Improving the error term in a classic sieving problem

Question

I'm new to asking questions on MathOverflow, so forgive me if this question is not the kind of thing to be asked here.

Let $q$ be a positive integer and let $N$ be an integer with $1 \leq N \leq q$. The estimate $$ \sum_{\substack{n= 1\\ (n,q)=1}}^N 1 = N \frac{\phi(q)}{q} + O(2^{\omega(q)}) $$ is a classical and straightforward application of Mobius inversion. The error term can be given explicitly by $$ \sum_{d\mid q} \mu(d) \left\{ \frac{N}{d}\right\}. $$ If $q$ has few distinct prime factors, then the bound $$ \Big|\sum_{d\mid q} \mu(d) \left\{ \frac{N}{d}\right\}\Big| \leq 2^{\omega(q)} $$ is sharp. For instance, if $q=p^k$ for some prime $p$, then $2^{\omega(q)} = O(1)$. Writing $N=Mp+r$, where $0\leq r < p$, gives $$ \sum_{d\mid q} \mu(d) \left\{ \frac{N}{d}\right\} = - \frac{r}{p}, $$ and this can genuinely be size $O(1)$.

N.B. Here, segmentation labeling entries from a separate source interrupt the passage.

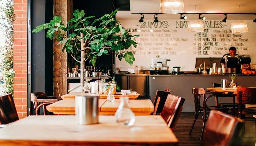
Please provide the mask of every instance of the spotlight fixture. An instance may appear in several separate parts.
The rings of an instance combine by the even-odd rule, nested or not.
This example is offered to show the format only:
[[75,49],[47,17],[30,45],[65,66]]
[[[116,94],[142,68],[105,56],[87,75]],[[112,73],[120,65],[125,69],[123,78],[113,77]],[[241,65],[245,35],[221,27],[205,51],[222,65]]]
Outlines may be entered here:
[[155,16],[157,15],[157,14],[155,14],[155,15],[154,16],[154,19],[155,19],[155,20],[154,20],[154,22],[158,22],[158,20],[157,19],[157,17]]
[[199,14],[199,19],[202,19],[203,20],[205,20],[205,17],[203,16],[201,17],[201,15],[202,15],[202,14]]
[[140,17],[140,19],[139,20],[139,22],[144,22],[144,21],[143,21],[143,19],[144,18],[144,15],[143,15],[143,14],[142,13],[140,14],[142,15],[142,16]]
[[182,16],[182,15],[183,15],[182,14],[180,14],[180,19],[185,19],[185,20],[187,20],[187,16]]
[[227,22],[227,14],[223,14],[225,15],[225,18],[222,20],[222,22],[226,23]]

On the other hand, I suspect that the bound $2^{\omega(q)}$ is quite wasteful when $q$ has many distinct prime factors. From some numerical calculations ($q \leq 10^6$), I suspect that $$ \tag{1} \Big|\sum_{d\mid q} \mu(d) \left\{ \frac{N}{d}\right\}\Big| \ll \log\log q. $$ If, if for instance, $q$ is the product of the first $k$ primes, then $q \ll (k\log k)^k$, and so $\log\log q \ll \log k$, whereas $2^{\omega(q)} = 2^k$. Thus my actual question:

Does the estimate (1) hold in general? It might be possible to establish this estimate using sieve methods (via upper and lower bounds on the original sum), but I am not familiar enough with sieve theory to pursue this avenue myself. I have not been able to find any results of this kind in the literature, so I would gladly welcome any ideas and/or references on this topic.

Answer 1

In fact there are moduli $q$ with arbitrarily many prime factors where the error term can be shown to be as large as $2^{\omega(q)-2}$. The following construction is due to D.H. Lehmer, The distribution of totatives.

Let $q$ be the product of $k$ distinct prime numbers all of which are $ 3 \pmod 4$, and take $N=q/4$. Then $\frac 12 -\{ N/d\} = \pm 1/4$ depending on whether $q/d$ has an even or odd number of prime factors. Therefore $$ \Big| \sum_{d|q} \mu(d) \{N/d\} \Big| = \Big| \sum_{d|q} \mu(d) (1/2- \{N/d\})\Big| = \frac 14 \sum_{d|q} |\mu(d)| = \frac 14 2^{\omega(q)}. $$

One interesting application of this idea (which is how I know it) is Montgomery's work on the error term in the counting function of $\phi(n)$: see Fluctuations in the mean ....

Answer 2

Let $p_1,\dots,p_k$ be the first $k$ primes. Let $q = p_1\dots p_k$. By CRT there's some $m \ge 1$ so that $m+j \equiv 0 \pmod{p_j}$ for $1 \le j \le k$. Then $$\sum_{\substack{n=1 \\ (n,q)=1}}^m 1 = \sum_{\substack{n=1 \\ (n,q) = 1}}^{m+k} 1,$$ while $$\left|(m+k)\frac{\phi(q)}{q}-m\frac{\phi(q)}{q}\right| = k\frac{\phi(q)}{q}.$$ So the error term at $m$ or at $m+k$ is at least $\frac{1}{2}k\frac{\phi(q)}{q}$, which is $\frac{1}{2}k\prod_{j=1}^k (1-\frac{1}{p_j})$, which is at least $ck/\log k$.